Mardi 4 septembre 2007, Luxembourg, souvenir d’Alexandre Dumas

Goûter la viande de chameau. Cliché MTP

Si je me souviens bien, cela va faire une année que je me suis rendu en Azerbaijan. 

Curieusement, je n’ai pas trouvé le temps d’en parler, même avec retard. Et comme un mois est déjà passé sur l’actualité de ces chroniques, je ne vois aucune honte à revenir encore plus en arrière dans le temps !

Ce pays ne devait pas rester le seul à tenter l’aventure des itinéraires culturels, mais c’est comme si pendant un an, l’administration du Ministère de la Culture et du Tourisme qui nous a reçue, a attendu des présages qui lui viennent du ciel.  

Cette année, j’ai préféré à une mission personnelle en Arménie et en Géorgie, que des experts m’en rapporte leur impression. Cela me semblait en tout cas plus juste étant donné le temps dont je dispose et les distances à effectuer.

De ce côté-là de l’Europe, on ne peut aller passer un ou deux jours. Il y faut une semaine au moins. 

Cliché MTP

Pourquoi le Caucase ? D’abord parce que les trois pays de ce territoire que je viens de citer ont rejoint le Conseil de l’Europe ces dernières années. Extrême limite de l’Est ? Sans doute ! En effet, pour un moment ! Mais aussi parce que le Conseil de l’Europe souhaite, sans grands moyens il est vrai, aider ces pays dans le domaine culturel ; y compris en ce qui concerne le tourisme culturel – et se prend parfois à rêver de développement des industries de la culture.  

Il y a une part d’utopie pour certains, de discours pour la forme pour d’autres, car rien n’est moins facile que de soigner même une partie du grand corps malade de l’ex URSS, sans agir sur la santé générale du corps en question. Et les soubresauts d’une politique de regret du passé qui règle les rapports entre la Fédération de Russie et la Géorgie, par exemple, ne facilitent pas les choses.  

Il reste enfin une raison positive.  

Certains de ces pays sont demandeurs, en proposant des thèmes qui montrent leur volonté de s’ancrer à l’Ouest de l’Europe, ou du moins d’en attirer les visiteurs. C’est l’Azerbaijan qui a proposé il y a déjà trois ans de préparer un parcours qui reprenne les traces d’Alexandre Dumas dans le Caucase.

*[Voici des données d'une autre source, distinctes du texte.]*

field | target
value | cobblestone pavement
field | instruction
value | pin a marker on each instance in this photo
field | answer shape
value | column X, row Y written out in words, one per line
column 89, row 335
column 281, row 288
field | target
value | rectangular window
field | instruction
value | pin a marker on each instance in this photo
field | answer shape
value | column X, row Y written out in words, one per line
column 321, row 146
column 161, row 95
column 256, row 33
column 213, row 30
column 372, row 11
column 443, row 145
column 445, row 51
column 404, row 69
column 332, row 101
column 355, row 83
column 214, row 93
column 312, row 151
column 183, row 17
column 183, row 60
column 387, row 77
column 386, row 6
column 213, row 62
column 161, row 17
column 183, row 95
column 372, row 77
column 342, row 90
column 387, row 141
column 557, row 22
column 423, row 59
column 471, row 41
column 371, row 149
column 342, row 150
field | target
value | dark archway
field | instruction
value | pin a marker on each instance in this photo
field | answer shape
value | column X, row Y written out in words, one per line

Voyage au long cours, longue écriture profuse, bien dans la manière du romancier, qu’il faudrait que je lise entièrement pour me faire une meilleure idée de la part de descriptions pouvant être utilisée et de celle du caractère volubile d’un homme qui découvre chaque jour des passions humaines et des paysages exotiques susceptibles de nourrir ses pages et celles de ses « aides ».  

Cliché MTP

Le goût chaque jour plus important en Occident pour les écrivains voyageurs, qui a amené à publier les voyages en Italie du même auteur, pourrait faire le reste, si on parle de recherche d’un succès touristique. De plus, il y aura 150 ans en 2008 qu’Alexandre Dumas a fait ce voyage.  Une constellation de circonstances positives qui restent à exploiter par les concepteurs du projet et non pour eux, car nous ne sommes pas supposés nous mettre à leur place. 

Cliché MTP

Mais que peut-on montrer, faire visiter ? Sur quelles ailes du rêve peut-on faire partir des touristes ? 

Nous sommes restés un peu sur notre faim. Je veux dire, mes deux compagnons ou plutôt compagnes et moi. Je ne parle pas des officiels qui nous accompagnaient et qui étaient heureux du voyage. Heureux de sortir des institutions qui les emprisonnent un peu. Satisfaits ? Je ne saurai jamais car les ministres aimeraient que tout cela aille plus vite et les ont peut-être tancés au retour de nous avoir montré des musées où les objets sont à portée de mains sans protection, au mépris des règles de l’ICOM. 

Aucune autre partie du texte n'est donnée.